Trace elements are chemical elements that are only present in the body in small amounts. One finds these in the solar system, in the earth's crust, in the water or in the human body. Trace elements belong to the minerals and are important for the metabolism in the body.

trace elements

Trace elements are inorganic nutrients in our body that are responsible for metabolic functions. They can be found in many proteins. (Image source: pixabay / Elchinator)

In the human body, trace elements are divided into essential and non-essential trace elements. The essential trace elements are vital for the human organism.

The need for trace elements in the body is usually below 50 mg/kg body mass. Although iron is present in the body at around 60 mg/kg, it is classified as a trace element due to its effects. (1)

What is the function of trace elements in the body?

Although the quantitative requirement for trace elements in the human organism is relatively small, they are nevertheless significantly involved in vital processes. These are for example:

  • blood formation and oxygen transport
  • metabolism
  • immune defense
  • bone formation
  • Regulation of blood sugar balance
  • energy input

Without trace elements, the body cannot carry out or continue the vital metabolic functions. This also shows how important they are to us. Therefore, it is important to pay attention to a balanced diet to prevent possible deficiencies. It is also important to ensure a regular supply of the substances.

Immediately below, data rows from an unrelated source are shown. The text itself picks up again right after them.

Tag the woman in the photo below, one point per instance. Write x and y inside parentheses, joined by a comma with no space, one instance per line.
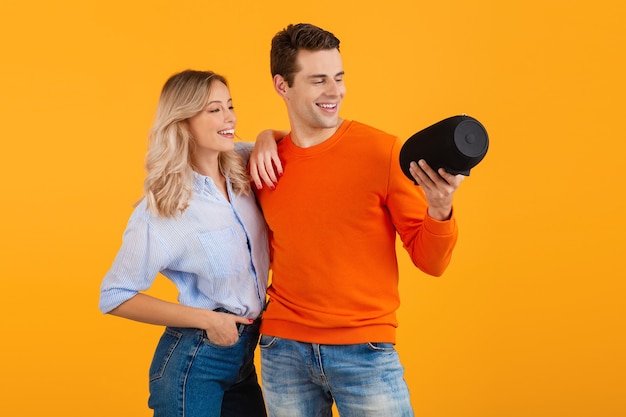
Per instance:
(198,225)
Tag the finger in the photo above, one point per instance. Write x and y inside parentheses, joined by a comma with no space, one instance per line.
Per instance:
(419,175)
(254,174)
(277,164)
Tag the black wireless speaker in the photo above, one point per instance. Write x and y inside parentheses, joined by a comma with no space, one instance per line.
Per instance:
(456,144)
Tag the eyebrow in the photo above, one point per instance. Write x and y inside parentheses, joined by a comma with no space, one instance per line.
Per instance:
(325,76)
(219,101)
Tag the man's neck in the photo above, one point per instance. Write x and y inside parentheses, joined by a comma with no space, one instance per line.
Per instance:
(304,137)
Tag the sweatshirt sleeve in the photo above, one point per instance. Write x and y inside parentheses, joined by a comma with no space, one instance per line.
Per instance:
(428,241)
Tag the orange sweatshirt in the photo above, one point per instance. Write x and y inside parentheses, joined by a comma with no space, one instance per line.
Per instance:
(333,218)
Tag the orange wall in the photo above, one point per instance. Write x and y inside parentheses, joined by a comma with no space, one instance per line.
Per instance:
(527,321)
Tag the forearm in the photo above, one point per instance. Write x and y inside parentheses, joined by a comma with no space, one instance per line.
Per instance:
(147,309)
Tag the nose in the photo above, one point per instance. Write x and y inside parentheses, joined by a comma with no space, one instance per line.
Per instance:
(229,115)
(334,88)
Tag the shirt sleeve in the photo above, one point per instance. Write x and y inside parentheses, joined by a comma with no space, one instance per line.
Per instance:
(138,261)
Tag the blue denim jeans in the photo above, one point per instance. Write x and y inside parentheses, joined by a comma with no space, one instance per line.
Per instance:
(303,379)
(192,377)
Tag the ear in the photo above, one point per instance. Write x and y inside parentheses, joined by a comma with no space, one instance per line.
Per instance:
(280,85)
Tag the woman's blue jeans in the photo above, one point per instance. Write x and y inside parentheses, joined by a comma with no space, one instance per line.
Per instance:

In order to get an overview of what each element is responsible for, we have summarized the most important trace elements and their function.

  • Chromium: Is important for carbohydrate metabolism.
  • Iron: As an important component of the red blood pigment, it ensures blood formation and oxygen transport in the blood. It ensures that the enzymes and metabolic processes are working properly. It is also indispensable in the brain development of children and adolescents.
  • Fluorine: Contributes to bone stability and tooth strengthening.
  • Iodine: Is responsible for activating the energy metabolism. It also serves to stimulate heat production and is involved in cell division and growth promotion.
  • Copper: Is involved in iron metabolism and is necessary for many enzymes in our body to function at all.
  • Manganese: As a trace element, it is responsible for building and maintaining cartilage and bones.
  • Selenium: This is responsible for strengthening the immune system in our body, as well as building thyroid hormones and, as an antioxidant, it protects against cell-damaging substances.
  • Zinc: Is almost an all-rounder in the body and takes on many tasks. For example as a component or activator of enzymes in carbohydrate, fat and protein metabolism, in insulin storage and in activating the immune system. In addition, zinc acts as an antioxidant. (4)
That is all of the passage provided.